The fact is that locally domiciled funds are better positioned to design mandates, ticket sizes, and instruments that reflect the realities of these entrepreneurs. They are closer to markets, better able to assess risk, and more accountable to both investors and investees. When combined with blended finance first-loss capital, guarantees, or technical assistance from DFIs and philanthropy, these funds can safely crowd pension capital into segments that have long been underserved.
Crucially, local domiciliation ensures that the benefits of development finance extend beyond individual deals. It builds onshore fund-management capacity, data, track records, and market infrastructure that persist long after concessional capital exits.
Pension Funds as Engines of Development
Pension funds must play an empowering role in this transition. They are not merely custodians of savings; they are engines of the economy’s collective wealth. Their long-dated liabilities make them natural investors in private equity, venture, and infrastructure, if the right governance, regulation, and vehicles exist.

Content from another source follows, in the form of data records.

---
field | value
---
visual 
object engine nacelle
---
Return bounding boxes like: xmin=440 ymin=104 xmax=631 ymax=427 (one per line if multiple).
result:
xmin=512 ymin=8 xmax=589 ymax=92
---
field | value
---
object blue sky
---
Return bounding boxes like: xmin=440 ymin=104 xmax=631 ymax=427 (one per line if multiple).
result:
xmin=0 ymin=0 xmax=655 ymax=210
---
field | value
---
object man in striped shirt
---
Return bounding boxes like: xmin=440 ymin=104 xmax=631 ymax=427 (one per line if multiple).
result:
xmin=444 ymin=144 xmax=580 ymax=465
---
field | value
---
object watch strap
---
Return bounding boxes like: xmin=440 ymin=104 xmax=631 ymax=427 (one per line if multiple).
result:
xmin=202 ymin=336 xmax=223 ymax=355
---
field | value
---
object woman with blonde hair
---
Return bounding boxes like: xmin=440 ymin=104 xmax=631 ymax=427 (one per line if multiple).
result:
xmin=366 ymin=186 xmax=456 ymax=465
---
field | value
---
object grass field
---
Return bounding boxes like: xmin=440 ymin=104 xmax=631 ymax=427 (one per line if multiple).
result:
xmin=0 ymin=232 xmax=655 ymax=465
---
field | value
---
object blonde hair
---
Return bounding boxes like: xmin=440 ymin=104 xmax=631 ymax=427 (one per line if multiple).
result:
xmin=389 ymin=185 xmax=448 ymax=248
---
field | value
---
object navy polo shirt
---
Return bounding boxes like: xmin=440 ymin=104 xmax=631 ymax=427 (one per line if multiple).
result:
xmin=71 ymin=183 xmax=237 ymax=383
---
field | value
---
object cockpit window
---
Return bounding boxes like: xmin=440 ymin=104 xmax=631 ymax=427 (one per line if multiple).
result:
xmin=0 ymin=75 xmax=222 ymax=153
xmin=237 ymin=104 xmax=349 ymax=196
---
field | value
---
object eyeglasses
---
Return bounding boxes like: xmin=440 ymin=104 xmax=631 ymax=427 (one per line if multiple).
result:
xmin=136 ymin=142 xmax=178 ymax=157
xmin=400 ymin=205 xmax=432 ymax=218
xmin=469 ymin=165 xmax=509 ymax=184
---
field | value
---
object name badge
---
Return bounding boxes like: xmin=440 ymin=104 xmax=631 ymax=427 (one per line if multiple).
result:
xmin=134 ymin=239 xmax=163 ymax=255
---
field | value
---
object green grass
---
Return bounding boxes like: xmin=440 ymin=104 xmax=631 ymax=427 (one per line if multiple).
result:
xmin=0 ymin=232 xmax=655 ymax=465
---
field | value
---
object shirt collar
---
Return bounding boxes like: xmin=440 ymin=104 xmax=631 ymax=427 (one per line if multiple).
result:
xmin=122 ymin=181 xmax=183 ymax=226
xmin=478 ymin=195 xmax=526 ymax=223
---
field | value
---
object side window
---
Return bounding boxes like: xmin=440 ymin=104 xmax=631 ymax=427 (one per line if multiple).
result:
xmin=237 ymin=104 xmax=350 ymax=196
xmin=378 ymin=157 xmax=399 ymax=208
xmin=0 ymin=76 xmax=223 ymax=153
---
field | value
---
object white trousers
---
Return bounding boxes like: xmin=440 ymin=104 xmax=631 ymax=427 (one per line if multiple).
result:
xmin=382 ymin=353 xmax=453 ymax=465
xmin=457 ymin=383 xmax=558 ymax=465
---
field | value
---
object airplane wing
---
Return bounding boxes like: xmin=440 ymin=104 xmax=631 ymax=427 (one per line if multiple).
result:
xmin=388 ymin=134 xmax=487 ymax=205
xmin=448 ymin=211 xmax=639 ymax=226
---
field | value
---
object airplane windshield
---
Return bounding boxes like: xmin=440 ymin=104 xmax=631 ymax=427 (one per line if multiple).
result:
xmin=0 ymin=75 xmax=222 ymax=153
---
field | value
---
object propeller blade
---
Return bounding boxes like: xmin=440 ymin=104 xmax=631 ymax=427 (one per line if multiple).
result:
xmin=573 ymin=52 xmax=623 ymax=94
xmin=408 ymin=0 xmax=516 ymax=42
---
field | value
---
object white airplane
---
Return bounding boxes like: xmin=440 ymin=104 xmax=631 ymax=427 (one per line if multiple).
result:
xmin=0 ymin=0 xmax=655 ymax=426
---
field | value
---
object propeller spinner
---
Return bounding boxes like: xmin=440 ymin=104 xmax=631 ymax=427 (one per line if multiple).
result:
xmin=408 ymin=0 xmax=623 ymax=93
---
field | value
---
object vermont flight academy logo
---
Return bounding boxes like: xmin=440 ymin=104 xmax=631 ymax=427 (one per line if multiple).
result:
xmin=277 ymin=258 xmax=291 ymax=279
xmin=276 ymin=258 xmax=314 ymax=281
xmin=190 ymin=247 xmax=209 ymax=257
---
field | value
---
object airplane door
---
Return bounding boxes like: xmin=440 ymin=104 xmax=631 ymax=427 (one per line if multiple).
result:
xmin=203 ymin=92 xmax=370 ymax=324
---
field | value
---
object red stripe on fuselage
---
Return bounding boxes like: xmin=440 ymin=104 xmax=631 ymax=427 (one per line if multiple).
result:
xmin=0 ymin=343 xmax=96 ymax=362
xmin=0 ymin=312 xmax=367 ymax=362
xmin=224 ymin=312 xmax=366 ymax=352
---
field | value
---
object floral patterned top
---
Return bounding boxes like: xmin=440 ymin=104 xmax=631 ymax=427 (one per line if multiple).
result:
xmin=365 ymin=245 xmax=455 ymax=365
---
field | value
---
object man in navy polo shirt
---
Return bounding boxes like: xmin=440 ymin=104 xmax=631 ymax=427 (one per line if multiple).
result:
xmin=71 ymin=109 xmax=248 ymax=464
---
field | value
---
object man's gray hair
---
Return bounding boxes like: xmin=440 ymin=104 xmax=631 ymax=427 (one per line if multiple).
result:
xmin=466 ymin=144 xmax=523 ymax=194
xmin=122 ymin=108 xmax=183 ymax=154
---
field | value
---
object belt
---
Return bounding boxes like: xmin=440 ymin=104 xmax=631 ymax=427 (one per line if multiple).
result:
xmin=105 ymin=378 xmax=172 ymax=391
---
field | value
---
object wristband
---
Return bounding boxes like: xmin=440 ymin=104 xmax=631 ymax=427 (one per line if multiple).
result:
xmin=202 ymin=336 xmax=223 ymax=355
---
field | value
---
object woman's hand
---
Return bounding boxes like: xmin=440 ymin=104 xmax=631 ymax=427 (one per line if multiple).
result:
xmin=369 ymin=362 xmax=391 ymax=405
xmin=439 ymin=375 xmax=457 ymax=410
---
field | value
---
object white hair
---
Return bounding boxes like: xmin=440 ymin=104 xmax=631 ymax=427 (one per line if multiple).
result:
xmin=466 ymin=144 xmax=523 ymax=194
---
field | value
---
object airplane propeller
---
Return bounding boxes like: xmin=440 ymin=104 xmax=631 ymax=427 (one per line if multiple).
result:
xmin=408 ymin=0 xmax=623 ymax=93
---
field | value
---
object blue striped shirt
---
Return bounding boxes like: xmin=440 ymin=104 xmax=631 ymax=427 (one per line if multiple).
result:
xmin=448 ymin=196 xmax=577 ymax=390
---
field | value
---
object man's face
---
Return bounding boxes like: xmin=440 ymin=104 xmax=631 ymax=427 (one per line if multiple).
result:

If Ghanaian pension funds were to allocate even 5–10 per cent of assets under management to well-structured local private capital, the impact would be transformative. Capital would flow into high-growth businesses, strengthening value chains that disproportionately employ women and youth. These firms would scale, create formal jobs, and generate tax revenue. New employees would become the next generation of pension contributors, reinforcing the system’s long-term sustainability in a youthful, largely informal economy.
The Cost of Getting It Wrong
Ghana is now being watched as a potential pilot for continent-wide change. Initiatives such as the pension industry compact and domiciliation studies signal seriousness. But the cost of failure is high. Weak design, poor enforcement, or headline fund failures could entrench scepticism about African domiciles for years, prolonging dependence on offshore centres.
If incentives, fiscal frameworks, and legal structures are not fixed now, Africa will remain a continent that exports its savings and imports its debt, while failing to create enough jobs for the youngest population on earth.
Ghana has the capital. It has the leadership. What it needs now are the models and structures to unlock what is already within reach. If it succeeds, it will not only mobilise domestic savings, but it will also help redefine how Africa finances its own future.